Mark Suman, co-founder and CEO of Maple AI and a former Apple engineer, issued a stark warning about the unchecked acceleration of artificial intelligence. He argues the technology's development has far surpassed society's ability to comprehend its ethical and societal implications.
Suman states that AI systems have reached a point where they can learn and model human thought patterns more accurately than humans can understand their own. This capability, he warns, creates a powerful tool for behavioral manipulation and influence, raising critical questions about individual autonomy and free will.
The pressure on technologists to innovate at breakneck speed, Suman notes, often comes at the expense of thorough safety vetting. Compounding the risk is the profound opacity of major AI companies, whose internal directives and data-sharing relationships with governments remain hidden from public view.
A core flaw, according to Suman, is that AI is being built on an incomplete foundation: our own limited understanding of the human brain. Despite this, intelligence is being scaled at a rate that exceeds our comprehension, creating systems whose full capabilities and potential for misuse we cannot grasp.

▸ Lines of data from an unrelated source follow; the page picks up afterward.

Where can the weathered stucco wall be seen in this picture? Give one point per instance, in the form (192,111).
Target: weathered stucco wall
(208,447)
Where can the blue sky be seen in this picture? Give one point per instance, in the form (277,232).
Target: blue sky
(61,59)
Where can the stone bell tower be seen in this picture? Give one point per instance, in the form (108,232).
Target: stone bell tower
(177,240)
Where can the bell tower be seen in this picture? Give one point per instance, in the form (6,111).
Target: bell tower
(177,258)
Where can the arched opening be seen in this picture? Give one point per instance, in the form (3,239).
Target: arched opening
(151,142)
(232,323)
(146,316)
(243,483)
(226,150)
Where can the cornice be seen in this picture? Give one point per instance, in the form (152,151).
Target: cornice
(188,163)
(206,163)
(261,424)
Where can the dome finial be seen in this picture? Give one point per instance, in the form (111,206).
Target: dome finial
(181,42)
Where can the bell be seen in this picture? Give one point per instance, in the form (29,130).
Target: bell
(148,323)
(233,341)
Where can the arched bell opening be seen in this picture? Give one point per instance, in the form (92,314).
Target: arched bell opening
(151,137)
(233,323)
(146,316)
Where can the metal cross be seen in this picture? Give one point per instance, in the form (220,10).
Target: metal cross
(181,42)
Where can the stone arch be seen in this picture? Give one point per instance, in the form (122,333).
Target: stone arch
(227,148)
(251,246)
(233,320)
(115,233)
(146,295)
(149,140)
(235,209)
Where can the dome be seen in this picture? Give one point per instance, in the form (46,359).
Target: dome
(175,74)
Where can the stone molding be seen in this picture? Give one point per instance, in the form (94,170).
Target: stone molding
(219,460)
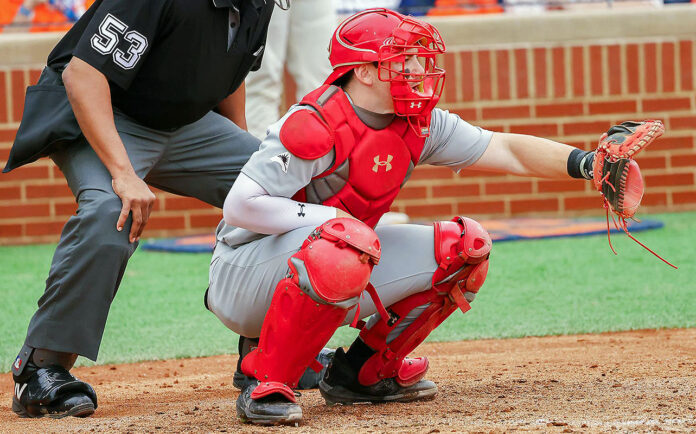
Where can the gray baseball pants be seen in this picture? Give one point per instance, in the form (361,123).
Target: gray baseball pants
(200,160)
(243,279)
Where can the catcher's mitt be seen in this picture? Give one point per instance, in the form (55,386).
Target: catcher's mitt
(617,176)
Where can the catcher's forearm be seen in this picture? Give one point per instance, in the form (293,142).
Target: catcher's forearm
(526,155)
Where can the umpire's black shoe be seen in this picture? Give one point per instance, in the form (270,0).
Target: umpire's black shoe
(309,380)
(340,386)
(270,410)
(52,392)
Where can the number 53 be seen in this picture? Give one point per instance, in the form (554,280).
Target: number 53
(107,39)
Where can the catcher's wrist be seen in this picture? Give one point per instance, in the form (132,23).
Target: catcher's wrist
(580,164)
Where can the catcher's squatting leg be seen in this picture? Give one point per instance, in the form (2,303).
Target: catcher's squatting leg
(375,368)
(325,279)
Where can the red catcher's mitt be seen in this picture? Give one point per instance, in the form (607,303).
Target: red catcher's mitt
(617,176)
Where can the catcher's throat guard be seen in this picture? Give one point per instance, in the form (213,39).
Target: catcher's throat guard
(462,249)
(325,280)
(617,176)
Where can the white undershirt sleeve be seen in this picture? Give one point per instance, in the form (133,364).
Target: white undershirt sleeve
(248,205)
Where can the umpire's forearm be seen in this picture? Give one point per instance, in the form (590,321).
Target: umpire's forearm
(90,98)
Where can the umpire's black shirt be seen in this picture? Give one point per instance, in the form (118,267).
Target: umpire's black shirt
(168,61)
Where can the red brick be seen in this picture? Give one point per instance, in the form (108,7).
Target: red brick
(184,203)
(666,180)
(596,71)
(578,69)
(540,82)
(166,222)
(429,210)
(575,203)
(632,74)
(559,110)
(34,75)
(668,67)
(666,104)
(502,60)
(431,172)
(48,191)
(650,77)
(559,82)
(681,160)
(455,190)
(654,199)
(671,142)
(3,98)
(412,193)
(625,106)
(19,211)
(521,73)
(10,230)
(677,198)
(205,220)
(591,127)
(559,186)
(533,205)
(467,78)
(658,162)
(480,207)
(26,172)
(682,122)
(542,130)
(485,84)
(508,187)
(18,89)
(466,114)
(686,62)
(47,228)
(450,93)
(614,57)
(65,208)
(9,193)
(8,136)
(515,111)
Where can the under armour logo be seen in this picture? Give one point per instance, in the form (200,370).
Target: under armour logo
(379,163)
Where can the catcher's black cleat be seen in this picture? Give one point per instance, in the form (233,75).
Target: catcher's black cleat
(340,386)
(309,380)
(273,409)
(52,392)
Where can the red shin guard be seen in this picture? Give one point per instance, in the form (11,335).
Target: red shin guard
(462,248)
(325,280)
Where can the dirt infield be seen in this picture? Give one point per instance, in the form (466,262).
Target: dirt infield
(628,381)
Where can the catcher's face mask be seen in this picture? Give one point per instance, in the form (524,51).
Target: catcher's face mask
(405,51)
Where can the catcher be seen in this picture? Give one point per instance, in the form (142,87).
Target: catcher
(297,254)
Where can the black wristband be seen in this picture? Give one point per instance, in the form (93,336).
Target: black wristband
(580,164)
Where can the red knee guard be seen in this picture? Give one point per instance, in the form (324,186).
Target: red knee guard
(325,280)
(462,248)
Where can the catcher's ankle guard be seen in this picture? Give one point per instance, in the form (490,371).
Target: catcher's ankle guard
(325,280)
(462,248)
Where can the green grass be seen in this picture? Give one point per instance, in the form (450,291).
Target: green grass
(534,288)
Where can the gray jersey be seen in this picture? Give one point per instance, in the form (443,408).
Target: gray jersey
(452,142)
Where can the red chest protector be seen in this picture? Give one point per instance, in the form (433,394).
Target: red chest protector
(370,165)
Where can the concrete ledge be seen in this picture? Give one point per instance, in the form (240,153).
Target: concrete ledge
(559,27)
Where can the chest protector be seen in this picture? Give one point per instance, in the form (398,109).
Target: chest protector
(370,166)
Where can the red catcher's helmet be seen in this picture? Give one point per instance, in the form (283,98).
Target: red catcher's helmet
(387,37)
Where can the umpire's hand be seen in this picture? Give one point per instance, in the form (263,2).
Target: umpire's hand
(137,199)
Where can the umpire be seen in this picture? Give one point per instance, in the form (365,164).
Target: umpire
(137,92)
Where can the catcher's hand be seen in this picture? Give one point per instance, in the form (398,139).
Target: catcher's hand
(617,176)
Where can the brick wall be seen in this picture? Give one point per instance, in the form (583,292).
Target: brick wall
(570,91)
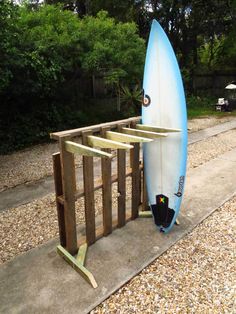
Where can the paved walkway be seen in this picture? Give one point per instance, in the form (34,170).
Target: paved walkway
(26,193)
(39,281)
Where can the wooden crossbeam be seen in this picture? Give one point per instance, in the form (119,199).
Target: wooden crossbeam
(126,138)
(84,272)
(106,143)
(142,133)
(156,128)
(83,150)
(145,214)
(81,256)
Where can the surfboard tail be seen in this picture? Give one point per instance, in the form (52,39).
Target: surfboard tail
(163,215)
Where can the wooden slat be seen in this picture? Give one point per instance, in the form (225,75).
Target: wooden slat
(126,138)
(88,174)
(96,141)
(59,191)
(135,179)
(145,214)
(121,171)
(93,128)
(87,275)
(84,150)
(100,230)
(81,256)
(106,191)
(69,188)
(145,206)
(97,185)
(156,128)
(151,135)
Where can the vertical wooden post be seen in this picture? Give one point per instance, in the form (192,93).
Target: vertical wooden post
(106,190)
(88,174)
(121,171)
(59,192)
(135,178)
(145,206)
(69,188)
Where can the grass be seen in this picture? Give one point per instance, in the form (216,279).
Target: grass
(203,106)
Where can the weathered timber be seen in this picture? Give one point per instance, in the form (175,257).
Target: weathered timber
(121,171)
(156,128)
(145,205)
(106,191)
(81,256)
(126,138)
(106,143)
(145,214)
(88,175)
(87,275)
(151,135)
(136,180)
(97,185)
(69,188)
(93,128)
(84,150)
(100,230)
(59,191)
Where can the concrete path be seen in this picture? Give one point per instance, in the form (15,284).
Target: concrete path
(41,282)
(26,193)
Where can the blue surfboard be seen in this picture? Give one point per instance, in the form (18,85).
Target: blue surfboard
(164,109)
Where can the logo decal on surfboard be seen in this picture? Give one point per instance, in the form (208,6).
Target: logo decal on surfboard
(146,100)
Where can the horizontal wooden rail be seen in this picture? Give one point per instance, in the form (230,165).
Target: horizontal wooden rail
(142,133)
(126,138)
(98,185)
(84,150)
(93,128)
(96,141)
(156,129)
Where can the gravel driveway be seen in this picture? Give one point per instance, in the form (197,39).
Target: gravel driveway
(196,275)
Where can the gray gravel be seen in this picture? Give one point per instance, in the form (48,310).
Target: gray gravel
(196,275)
(23,228)
(36,162)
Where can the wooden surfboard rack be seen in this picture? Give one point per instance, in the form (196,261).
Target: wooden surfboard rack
(105,141)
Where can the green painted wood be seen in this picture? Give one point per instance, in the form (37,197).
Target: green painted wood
(81,256)
(84,272)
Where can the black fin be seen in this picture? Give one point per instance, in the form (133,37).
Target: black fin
(163,215)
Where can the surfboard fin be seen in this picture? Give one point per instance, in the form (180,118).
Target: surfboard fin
(163,215)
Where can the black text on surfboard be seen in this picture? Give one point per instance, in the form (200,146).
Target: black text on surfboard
(146,100)
(181,186)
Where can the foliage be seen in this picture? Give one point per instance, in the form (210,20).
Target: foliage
(111,48)
(47,48)
(131,98)
(198,106)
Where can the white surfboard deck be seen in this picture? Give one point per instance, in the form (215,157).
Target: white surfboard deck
(164,106)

Suman highlighted the 'Humanity’s Last Exam' benchmark, which tests AI on complex, expert-level problems, as an indicator of advanced capability. He expressed grave concern over the prospect of combining individual human thought patterns into a single, centralized AI system, calling it a 'very dangerous weapon.'
The executive drew a direct line from social media algorithms-which he said are engineered to 'weaponize and monetize fear and anger'-to the next generation of AI tools. These advanced systems, he cautioned, hold even greater potential to control information flow and manipulate user behavior on a massive scale.